El debate sobre el futuro del nudo Mudéjar 400 kV ha vuelto al centro de la agenda política aragonesa tras el respaldo unánime de las Cortes a una iniciativa que busca reactivar y revisar el alcance del proyecto. La propuesta, impulsada por el Partido Popular en Aragón, insta al Gobierno autonómico a dirigirse al Ejecutivo central para analizar la reducción del plan energético y tratar de recuperar su dimensión inicial.
La infraestructura eléctrica fue concebida como una pieza clave en la transición energética en Teruel, especialmente tras el cierre de la central térmica de Andorra en 2020. Sin embargo, seis años después de aquel hito, la ejecución del proyecto ha generado críticas por su evolución y por la reducción del alcance inicialmente comprometido.
El acuerdo parlamentario aprobado plantea la necesidad de realizar un análisis detallado del proyecto presentado por la empresa adjudicataria, con el objetivo de mantener el mayor volumen posible de inversión y potencia instalada, respetando al mismo tiempo las condiciones medioambientales.
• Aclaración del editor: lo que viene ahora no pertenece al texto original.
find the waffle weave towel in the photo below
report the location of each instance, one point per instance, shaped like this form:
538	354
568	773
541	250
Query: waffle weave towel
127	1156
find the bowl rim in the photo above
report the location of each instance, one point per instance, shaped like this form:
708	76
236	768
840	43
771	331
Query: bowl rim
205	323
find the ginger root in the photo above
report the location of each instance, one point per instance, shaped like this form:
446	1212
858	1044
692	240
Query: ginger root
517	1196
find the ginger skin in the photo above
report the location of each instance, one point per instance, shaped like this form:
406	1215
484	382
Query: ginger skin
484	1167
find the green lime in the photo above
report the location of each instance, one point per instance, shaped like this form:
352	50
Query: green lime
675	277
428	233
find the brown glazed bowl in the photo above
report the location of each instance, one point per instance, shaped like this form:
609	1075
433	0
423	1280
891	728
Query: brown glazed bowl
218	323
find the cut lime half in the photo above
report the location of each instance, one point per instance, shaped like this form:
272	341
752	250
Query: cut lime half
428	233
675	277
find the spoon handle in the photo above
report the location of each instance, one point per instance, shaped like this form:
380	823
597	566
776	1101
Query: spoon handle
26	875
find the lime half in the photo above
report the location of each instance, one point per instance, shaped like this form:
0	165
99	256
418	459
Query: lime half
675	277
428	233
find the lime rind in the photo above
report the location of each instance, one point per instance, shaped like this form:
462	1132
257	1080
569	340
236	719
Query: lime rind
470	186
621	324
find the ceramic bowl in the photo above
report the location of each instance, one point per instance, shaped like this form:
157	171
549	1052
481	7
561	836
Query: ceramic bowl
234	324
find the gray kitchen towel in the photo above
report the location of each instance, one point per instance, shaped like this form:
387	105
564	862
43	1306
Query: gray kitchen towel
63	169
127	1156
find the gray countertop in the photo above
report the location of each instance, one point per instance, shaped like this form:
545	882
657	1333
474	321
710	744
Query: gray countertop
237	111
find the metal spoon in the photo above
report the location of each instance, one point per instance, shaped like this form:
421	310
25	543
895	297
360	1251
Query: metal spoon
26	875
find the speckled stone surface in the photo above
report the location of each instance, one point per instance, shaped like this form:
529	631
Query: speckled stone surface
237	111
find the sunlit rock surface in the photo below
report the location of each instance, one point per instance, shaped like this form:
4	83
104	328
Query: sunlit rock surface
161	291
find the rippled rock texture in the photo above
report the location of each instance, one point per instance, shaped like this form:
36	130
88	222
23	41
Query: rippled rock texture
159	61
Además, se reclama una auditoría sobre el grado de cumplimiento del denominado Plan de Acompañamiento vinculado a la transición energética.
La diputada turolense Silvia Casas ha sido una de las voces más críticas durante el pleno. Según defendió, el proyecto del nudo Mudéjar pasó de ser una referencia europea en transición energética a un ejemplo de retrasos y falta de coordinación institucional. El plan original contemplaba una inversión superior a 1.600 millones de euros y cerca de 1.900 megavatios de potencia, con impacto directo en más de 30 municipios.
En su intervención, Casas recordó que el proyecto se presentó como un modelo internacional de transición justa, capaz de generar miles de empleos y oportunidades para el territorio. No obstante, denunció que los compromisos adquiridos no se han materializado en los plazos previstos, lo que ha derivado en incertidumbre para las poblaciones afectadas.
El consenso parlamentario, aunque poco habitual en este tipo de debates, refleja la preocupación transversal por el futuro económico de la provincia de Teruel. La transición energética, que debía convertirse en un motor de desarrollo tras el fin del carbón, afronta ahora el reto de recuperar la confianza institucional y empresarial.
En este contexto, el nudo Mudéjar se mantiene como un proyecto estratégico no solo para Aragón, sino también para el conjunto del sistema eléctrico español. Su evolución determinará en gran medida el éxito o fracaso de los procesos de reindustrialización ligados a la descarbonización, en una región especialmente afectada por la pérdida de actividad minera y energética tradicional.